Diagnosis extraction from unstructured Dutch echocardiogram reports using span- and document-level characteristic classification

Clinical machine learning research and AI driven clinical decision support models rely on clinically accurate labels. Manually extracting these labels with the help of clinical specialists is often time-consuming and expensive. This study tests the feasibility of automatic span- and document-level diagnosis extraction from unstructured Dutch echocardiogram reports. We included 115,692 unstructured echocardiogram reports from the UMCU a large university hospital in the Netherlands. A randomly selected subset was manually annotated for the occurrence and severity of eleven commonly described cardiac characteristics. We developed and tested several automatic labelling techniques at both span and document levels, using weighted and macro F1-score, precision, and recall for performance evaluation.
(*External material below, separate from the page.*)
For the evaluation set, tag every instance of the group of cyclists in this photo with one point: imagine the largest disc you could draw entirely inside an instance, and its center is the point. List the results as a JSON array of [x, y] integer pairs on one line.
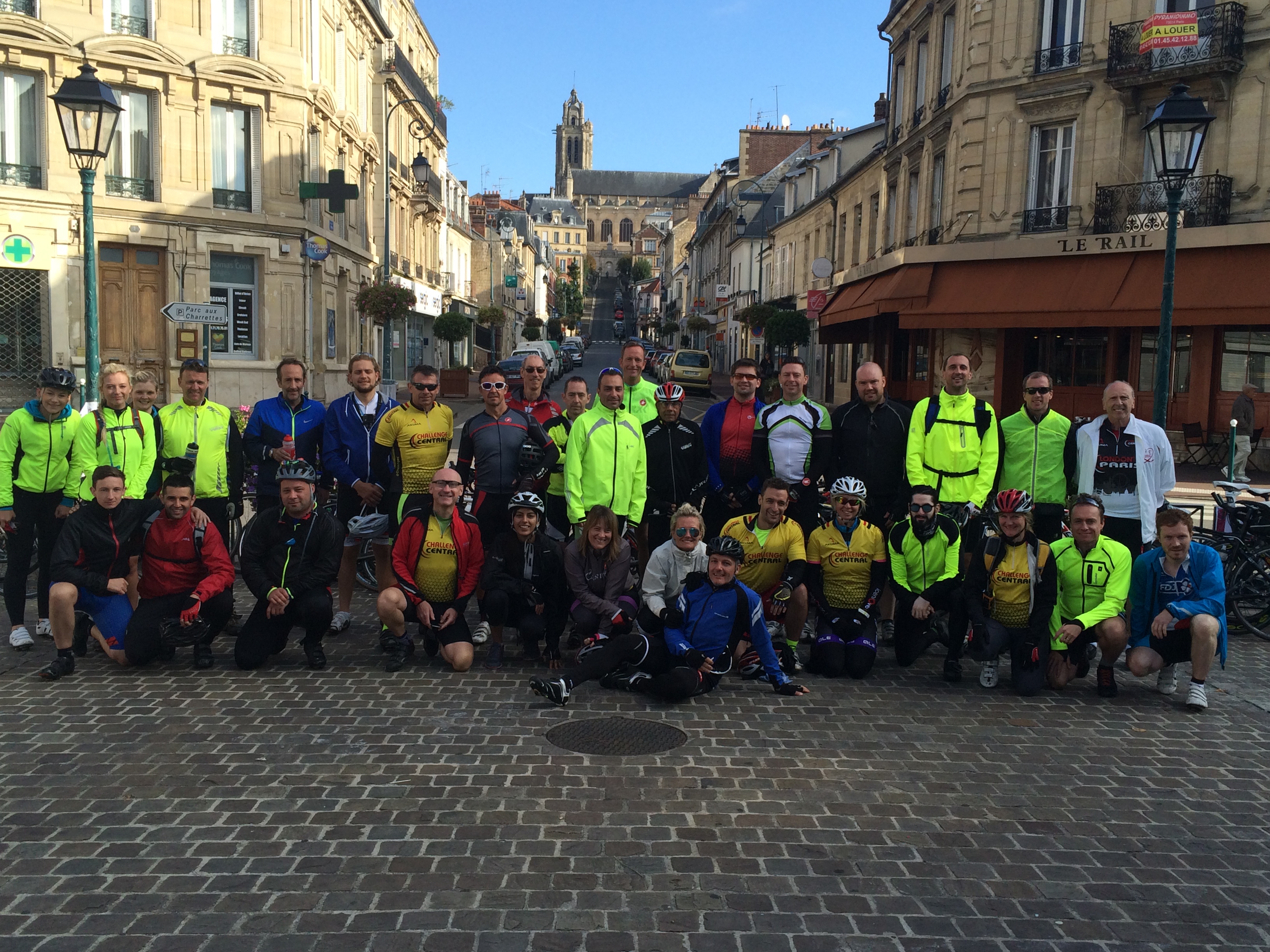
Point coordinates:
[[672, 553]]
We compared the performance of span labelling against document labelling methods, which included both direct document classifiers and indirect document classifiers that rely on span classification results. The SpanCategorizer and MedRoBERTa$.$nl models outperformed all other span and document classifiers, respectively. The weighted F1-score varied between characteristics, ranging from 0.60 to 0.93 in SpanCategorizer and 0.96 to 0.98 in MedRoBERTa$.$nl. Direct document classification was superior to indirect document classification using span classifiers. SetFit achieved competitive document classification performance using only 10% of the training data. Utilizing a reduced label set yielded near-perfect document classification results. We recommend using our published SpanCategorizer and MedRoBERTa$.$nl models for span- and document-level diagnosis extraction from Dutch echocardiography reports. For settings with limited training data, SetFit may be a promising alternative for document classification.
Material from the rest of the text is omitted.